Background and Inspiration




Hey all or anyone who takes a stroll here.

Snow Daze is a combined effort with my artist and creative confederate Marcus.  It's a bit of a strange venture, a little odd in tone, but something that has edges and definition.  We are slow in production because life commands it.

I thought it'd be interesting to provide some background for the elements demonstrated within the pages you've hopefully been keeping up with.  So here goes.

This is a comic about brown younguns.  I've always liked the idea of absurdly mature youngsters...not because I think that people aren't forced to grow old beyond their relative birthdate, but the fact is that young people are more mature than generally depicted.  As a young person my head was heavy with responsibilities and struggled perspectives.  I knew others like me and I knew plenty others NOT like me; we all mature at a different mph and for drastically different reasons.
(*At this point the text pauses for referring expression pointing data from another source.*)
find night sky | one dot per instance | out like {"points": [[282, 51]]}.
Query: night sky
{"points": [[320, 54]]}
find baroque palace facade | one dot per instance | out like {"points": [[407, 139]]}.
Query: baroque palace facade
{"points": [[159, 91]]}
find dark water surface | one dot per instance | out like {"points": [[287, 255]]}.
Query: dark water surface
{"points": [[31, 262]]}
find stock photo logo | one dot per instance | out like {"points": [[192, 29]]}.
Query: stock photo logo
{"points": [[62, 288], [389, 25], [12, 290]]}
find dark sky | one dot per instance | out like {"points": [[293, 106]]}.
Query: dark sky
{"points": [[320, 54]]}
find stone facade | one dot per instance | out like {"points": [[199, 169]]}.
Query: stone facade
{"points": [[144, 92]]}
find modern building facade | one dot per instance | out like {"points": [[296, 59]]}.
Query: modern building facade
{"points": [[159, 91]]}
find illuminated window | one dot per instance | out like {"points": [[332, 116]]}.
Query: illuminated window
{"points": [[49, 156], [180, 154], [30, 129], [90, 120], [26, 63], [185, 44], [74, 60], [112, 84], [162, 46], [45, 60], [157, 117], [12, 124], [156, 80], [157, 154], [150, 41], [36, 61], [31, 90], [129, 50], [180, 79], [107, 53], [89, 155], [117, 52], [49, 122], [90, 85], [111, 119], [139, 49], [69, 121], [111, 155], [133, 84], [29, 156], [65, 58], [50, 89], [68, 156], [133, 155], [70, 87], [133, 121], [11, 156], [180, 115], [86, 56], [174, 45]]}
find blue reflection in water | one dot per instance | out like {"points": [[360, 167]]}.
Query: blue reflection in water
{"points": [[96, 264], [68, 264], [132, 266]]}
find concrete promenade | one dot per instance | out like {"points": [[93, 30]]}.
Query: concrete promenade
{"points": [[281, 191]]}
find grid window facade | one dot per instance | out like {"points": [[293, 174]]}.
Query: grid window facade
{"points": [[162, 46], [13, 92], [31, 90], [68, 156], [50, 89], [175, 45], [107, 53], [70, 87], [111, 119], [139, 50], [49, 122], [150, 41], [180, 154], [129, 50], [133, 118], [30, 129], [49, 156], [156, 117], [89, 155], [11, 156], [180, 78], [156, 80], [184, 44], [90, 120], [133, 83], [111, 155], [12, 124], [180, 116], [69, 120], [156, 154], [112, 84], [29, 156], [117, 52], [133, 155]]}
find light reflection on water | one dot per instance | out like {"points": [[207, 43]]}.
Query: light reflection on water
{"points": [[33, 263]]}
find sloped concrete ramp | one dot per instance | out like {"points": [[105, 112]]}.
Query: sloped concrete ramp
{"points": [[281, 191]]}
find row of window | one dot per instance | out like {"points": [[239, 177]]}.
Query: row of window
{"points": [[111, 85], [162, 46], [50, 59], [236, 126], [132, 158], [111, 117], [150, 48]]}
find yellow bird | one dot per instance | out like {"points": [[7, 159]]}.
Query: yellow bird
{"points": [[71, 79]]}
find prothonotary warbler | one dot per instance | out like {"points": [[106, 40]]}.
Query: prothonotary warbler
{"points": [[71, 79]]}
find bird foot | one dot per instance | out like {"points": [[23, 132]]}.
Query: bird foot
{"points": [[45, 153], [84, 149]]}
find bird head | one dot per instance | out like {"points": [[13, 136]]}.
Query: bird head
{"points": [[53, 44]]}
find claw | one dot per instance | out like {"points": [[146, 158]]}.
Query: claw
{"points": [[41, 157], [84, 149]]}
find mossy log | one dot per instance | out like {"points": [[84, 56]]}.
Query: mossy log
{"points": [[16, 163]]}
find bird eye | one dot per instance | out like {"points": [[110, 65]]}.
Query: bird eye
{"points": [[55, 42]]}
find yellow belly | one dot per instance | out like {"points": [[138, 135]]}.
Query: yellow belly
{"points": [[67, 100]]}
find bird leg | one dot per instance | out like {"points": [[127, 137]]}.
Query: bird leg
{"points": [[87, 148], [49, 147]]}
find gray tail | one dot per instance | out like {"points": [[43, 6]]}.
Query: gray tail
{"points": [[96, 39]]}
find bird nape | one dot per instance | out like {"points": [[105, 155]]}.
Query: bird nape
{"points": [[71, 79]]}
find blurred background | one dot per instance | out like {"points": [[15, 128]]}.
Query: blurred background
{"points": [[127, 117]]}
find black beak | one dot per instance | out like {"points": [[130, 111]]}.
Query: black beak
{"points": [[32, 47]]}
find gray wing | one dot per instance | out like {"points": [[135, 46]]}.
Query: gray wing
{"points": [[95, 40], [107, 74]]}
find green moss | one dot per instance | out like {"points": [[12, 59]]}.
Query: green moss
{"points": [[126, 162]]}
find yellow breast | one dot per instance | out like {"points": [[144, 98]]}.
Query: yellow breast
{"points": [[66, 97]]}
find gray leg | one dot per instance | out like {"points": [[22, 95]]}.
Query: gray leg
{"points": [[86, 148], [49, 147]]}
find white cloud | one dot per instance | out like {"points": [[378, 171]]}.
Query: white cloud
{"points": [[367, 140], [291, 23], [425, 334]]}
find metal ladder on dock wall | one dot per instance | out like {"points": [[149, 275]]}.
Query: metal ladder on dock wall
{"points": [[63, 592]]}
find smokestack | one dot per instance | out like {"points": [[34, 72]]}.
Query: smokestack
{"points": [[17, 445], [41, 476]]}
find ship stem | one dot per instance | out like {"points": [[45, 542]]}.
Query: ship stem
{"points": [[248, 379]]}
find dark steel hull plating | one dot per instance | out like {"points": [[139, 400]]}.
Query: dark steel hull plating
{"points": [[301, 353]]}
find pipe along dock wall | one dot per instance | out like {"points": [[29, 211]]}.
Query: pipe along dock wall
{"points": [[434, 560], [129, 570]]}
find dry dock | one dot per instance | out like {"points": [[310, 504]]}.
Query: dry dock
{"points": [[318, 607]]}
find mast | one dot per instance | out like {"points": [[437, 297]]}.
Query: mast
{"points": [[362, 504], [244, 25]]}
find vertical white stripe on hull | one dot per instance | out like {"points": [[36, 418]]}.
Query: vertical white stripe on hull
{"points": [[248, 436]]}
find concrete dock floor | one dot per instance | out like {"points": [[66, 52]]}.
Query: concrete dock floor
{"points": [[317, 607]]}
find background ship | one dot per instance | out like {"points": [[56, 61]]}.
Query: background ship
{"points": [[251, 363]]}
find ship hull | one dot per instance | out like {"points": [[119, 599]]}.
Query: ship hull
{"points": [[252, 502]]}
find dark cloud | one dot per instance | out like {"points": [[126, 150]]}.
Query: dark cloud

The reality of Snow Daze is a convoluted one, for certain.  I like using broad strokes and then alternating to fine brushes when I write (to provide a visual allegory), and I think adolescence employs similar tools.  Nolo and his crew represent that definitive entrepreneurial spirit that inhabits certain younger individuals.  Simultaneously, Nolo and certain others speak with a certain stylized gravity that contradicts their relative age.  But they are still not adults and remain affected by the culture and confining geography of their young lives.

I've always been a very big fan of Rian Johnson's high-school-noir masterpiece Brick, and it's been a decided inspiration for this story and world.  Not saying that I hope to ape his film (and check out the novelization pdf, which is excellent), which I argue is somewhat monolithic in its perhaps invented genre, but I immediately understood its exaggerations minutes into it.  It took itself seriously, even as many of its scenes were somewhat silly and excessively melodramatic.  When it was funny - the scene with The Pin's mom, Tug struggling in the kitchen, etc - it wasn't funny by mistake, it was funny because it pointed to the absurdity of young people playing as adults concerned with mortality.  Except, on returning to that notion, you realize that young people may know more about mortality than we give them credit for.  Laugh and then pause.

I hope that aspects of Snow Daze are humorous, and not by happenstance.

This is a race story, a noirish tale, a crime epic, a two-fisted adventure, in a city being filled with breathing characters.  Marcus and I cannot fucking wait to turn you on to some of the wilder moments we're devising.  This has been a long time coming but we assure you that we will deliver something unique and involved, and like nothing else on the shelf.